8 Oct, 08 | by Bob Phillips
It’s my own question, this time, and throws up lots of annoying little things.
The problem is straightforward: I’m a paediatric oncologist in my spare time, and was asked about the use of LifeMel honey to prevent infections.
Now, being both an EBMer and a Physician, I said I didn’t know, but didn’t think it could do, but might cause problems. (Remember we’re not supposed to give honey to infants ’cause of botulinism? Same concerns.)
Running a really simple PubMed search (“honey” and “infection” and “cancer” – to get rid of the leg ulcers) give 7 hits which are irrelevant. I tried again, ’cause I’d been told the website cited a real paper published somewhere … “life mel honey” gets a single hit. Looking at the Medline citation, where the index terms are listed, made me think that “honey” and “neutropenia” might be better – but still the single study.
The study is a cohort of 30 adult patients who’d previously had neutropenia. They then got given 5ml honey/day with the next course of chemo, and about 12 (40%) didn’t get very badly neutropenic this time, and 8 (27% – not 36% as quoted in the abstract) thought their quality of life was better.
Now ask yourselves a question – do you think the honey made a difference?
If it hadn’t been honey, but GCSF that had been given, would your answer be the same?
(I think most people would have a different answer if it’s honey or G, and the rest of this presumes that as a fact…)
The interesting points:
Firstly, I think that despite the claim we make to believe RCTs and p-values, most of us are inherently Bayesian: we move forward with new information not from an unbiased position but one of knowledge (or at least assumed knowledge).

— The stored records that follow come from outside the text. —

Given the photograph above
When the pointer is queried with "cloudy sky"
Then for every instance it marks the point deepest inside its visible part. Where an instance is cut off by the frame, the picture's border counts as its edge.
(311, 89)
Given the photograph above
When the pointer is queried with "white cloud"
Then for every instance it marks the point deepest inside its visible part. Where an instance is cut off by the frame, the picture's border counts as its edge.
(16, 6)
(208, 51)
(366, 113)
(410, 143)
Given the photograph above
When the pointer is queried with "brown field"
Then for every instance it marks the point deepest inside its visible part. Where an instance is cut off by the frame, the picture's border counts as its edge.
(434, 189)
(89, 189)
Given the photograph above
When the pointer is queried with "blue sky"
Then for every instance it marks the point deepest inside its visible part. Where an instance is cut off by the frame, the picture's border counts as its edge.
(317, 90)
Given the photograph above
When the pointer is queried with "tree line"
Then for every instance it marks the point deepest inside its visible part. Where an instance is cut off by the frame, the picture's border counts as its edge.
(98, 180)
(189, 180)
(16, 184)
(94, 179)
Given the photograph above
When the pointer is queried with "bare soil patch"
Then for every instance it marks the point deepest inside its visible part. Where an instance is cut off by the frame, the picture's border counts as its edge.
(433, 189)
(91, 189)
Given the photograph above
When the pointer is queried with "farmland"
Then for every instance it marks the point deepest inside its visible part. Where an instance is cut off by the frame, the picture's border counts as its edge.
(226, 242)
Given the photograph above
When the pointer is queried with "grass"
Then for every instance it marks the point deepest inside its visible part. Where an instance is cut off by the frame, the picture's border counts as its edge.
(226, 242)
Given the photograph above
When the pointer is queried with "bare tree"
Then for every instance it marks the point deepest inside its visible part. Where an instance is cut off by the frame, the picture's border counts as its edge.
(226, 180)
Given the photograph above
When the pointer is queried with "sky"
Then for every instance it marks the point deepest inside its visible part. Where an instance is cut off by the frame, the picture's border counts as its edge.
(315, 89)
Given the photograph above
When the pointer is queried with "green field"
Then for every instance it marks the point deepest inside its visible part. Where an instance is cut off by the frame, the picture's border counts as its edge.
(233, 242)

I come to the question with an assumption that honey might at the best have a 5% chance of doing something. And so I am not shifted at all. But is that reasonable, right and scientific?
Second, I am on the whole a “shruggie” when it comes to complementary therapies (as expounded by Val Jones). And I have no hard data for the botulinism argument. But at £37.50 for 120ml it seems a lot for a family who struggle to afford the transport to hospital to be spending (or guilty about not spending).
Before I go on, I’d like to note that the UK distributors of Life Mel make no claims of medicinal value for their product on their website, in keeping with UK and EU laws, and I’m not claiming in any way that their actions are illegal. The references to anything active – feeling better etc – are carefully silo’d into a well-linked sister website.
But back to the point – the questions I’d like to hear your answers on:
- Can we take a Bayesian approach to treatment like we do with diagnostics?
- Should poor quality benefit and harm data cancel each other out? Or how should they be balanced?
- Do adult data and customer feedback have any relevance to paediatric oncology patients?